In Paris he fell in with artists of the Surrealist movement: “I buried myself with electrometers and graduated cylinders during the morning and spent my nights in bars with the delirious surrealists.” But his daytime work left him feeling “empty” and, after a further spell as a researcher at the Massachusetts Institute of Technology, he decided to quit Physics. “War was approaching, a war in which science was going to be the instrument of mechanised slaughter.” He decided he could have more influence as a writer.

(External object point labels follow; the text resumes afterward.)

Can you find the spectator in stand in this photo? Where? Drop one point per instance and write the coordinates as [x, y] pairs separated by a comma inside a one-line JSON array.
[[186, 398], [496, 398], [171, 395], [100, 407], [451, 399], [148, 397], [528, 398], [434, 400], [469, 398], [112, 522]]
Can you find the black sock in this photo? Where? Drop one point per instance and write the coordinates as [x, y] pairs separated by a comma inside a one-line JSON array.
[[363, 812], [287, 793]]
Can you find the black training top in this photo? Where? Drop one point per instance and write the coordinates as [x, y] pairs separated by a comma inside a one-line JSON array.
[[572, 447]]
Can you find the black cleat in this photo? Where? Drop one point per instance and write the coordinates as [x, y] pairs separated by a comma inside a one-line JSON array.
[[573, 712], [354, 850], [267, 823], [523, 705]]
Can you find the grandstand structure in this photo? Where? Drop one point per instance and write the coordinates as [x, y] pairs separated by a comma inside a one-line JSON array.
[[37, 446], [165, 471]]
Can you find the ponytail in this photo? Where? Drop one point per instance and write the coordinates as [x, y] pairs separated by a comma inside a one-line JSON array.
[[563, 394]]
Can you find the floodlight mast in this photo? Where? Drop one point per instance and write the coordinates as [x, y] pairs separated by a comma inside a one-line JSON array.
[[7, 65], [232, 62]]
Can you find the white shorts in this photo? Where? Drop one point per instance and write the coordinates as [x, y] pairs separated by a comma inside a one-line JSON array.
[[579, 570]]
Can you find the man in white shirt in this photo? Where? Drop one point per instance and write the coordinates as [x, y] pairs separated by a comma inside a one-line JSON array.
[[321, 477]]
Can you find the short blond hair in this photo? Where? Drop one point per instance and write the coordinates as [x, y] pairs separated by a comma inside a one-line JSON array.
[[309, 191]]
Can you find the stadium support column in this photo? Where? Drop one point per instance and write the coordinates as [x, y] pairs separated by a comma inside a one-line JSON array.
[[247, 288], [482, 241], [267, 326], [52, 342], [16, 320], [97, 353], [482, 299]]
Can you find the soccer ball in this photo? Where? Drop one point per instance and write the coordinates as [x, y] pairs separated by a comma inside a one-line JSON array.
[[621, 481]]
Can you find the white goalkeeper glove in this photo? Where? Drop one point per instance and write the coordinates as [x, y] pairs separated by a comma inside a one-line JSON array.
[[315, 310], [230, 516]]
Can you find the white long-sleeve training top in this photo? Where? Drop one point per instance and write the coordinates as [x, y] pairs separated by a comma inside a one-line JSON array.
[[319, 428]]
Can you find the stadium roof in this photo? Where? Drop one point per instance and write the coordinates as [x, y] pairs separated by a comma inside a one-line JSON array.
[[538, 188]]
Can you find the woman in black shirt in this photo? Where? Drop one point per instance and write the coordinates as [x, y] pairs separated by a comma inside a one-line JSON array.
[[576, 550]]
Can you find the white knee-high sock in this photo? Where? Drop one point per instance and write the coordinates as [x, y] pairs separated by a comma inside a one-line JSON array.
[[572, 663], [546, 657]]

Over subsequent decades “el Maestro”, as his compatriots came to refer to him, wrote thousands of influential essays, short stories and magazine articles. But he published only three novels. Those were enough, though, to win him the Cervantes Prize, the most coveted award among Spanish-language writers, in 1984. His lack of published output, he explained, was because he had a tendency to burn in the afternoon what he had written in the morning – it was not that he was making a point of “being existentialist”. He suffered from depression – nothing really mattered, good or bad. “It may be because I considered that all my work was imperfect, impure, and I found that fire was purifying,” he once said.
It was Sábato’s first novel, El Túnel (The Tunnel, 1948), that brought him to the attention of writers such as Camus and Sartre. A dark, psychological novel relating the confessions of a painter, Juan Pablo Castel, who has murdered the only woman who ever understood him, it is considered a existentialist classic. Camus praised its “arid intensity” and ensured that it was published in French, while it has recently been republished by Penguin Modern Classics. His later books, Of Heroes and Tombs (1962) and The Angel of Darkness (1974), put him on a par, in the eyes of Spanish-language critics, with his compatriot Jorge Luis Borges, although the latter would gain more international fame. The great Chilean poet Pablo Neruda once said: “Sábato’s writing shows greater vitality and imagination that anything since the great Russian novels of the 19th century.”
In 1987 France recognised Sábato’s work by appointing him a Commander of the Légion d’honneur.
Ernesto Sábato’s wife, Matilde (née Kusminsky-Richter), whom he married in 1936, died in 1998. His eldest son, Jorge, died in a road accident in 1995. He is survived by his younger son, Mario, a well-known filmmaker, and his companion of several years, Elvira González Fraga.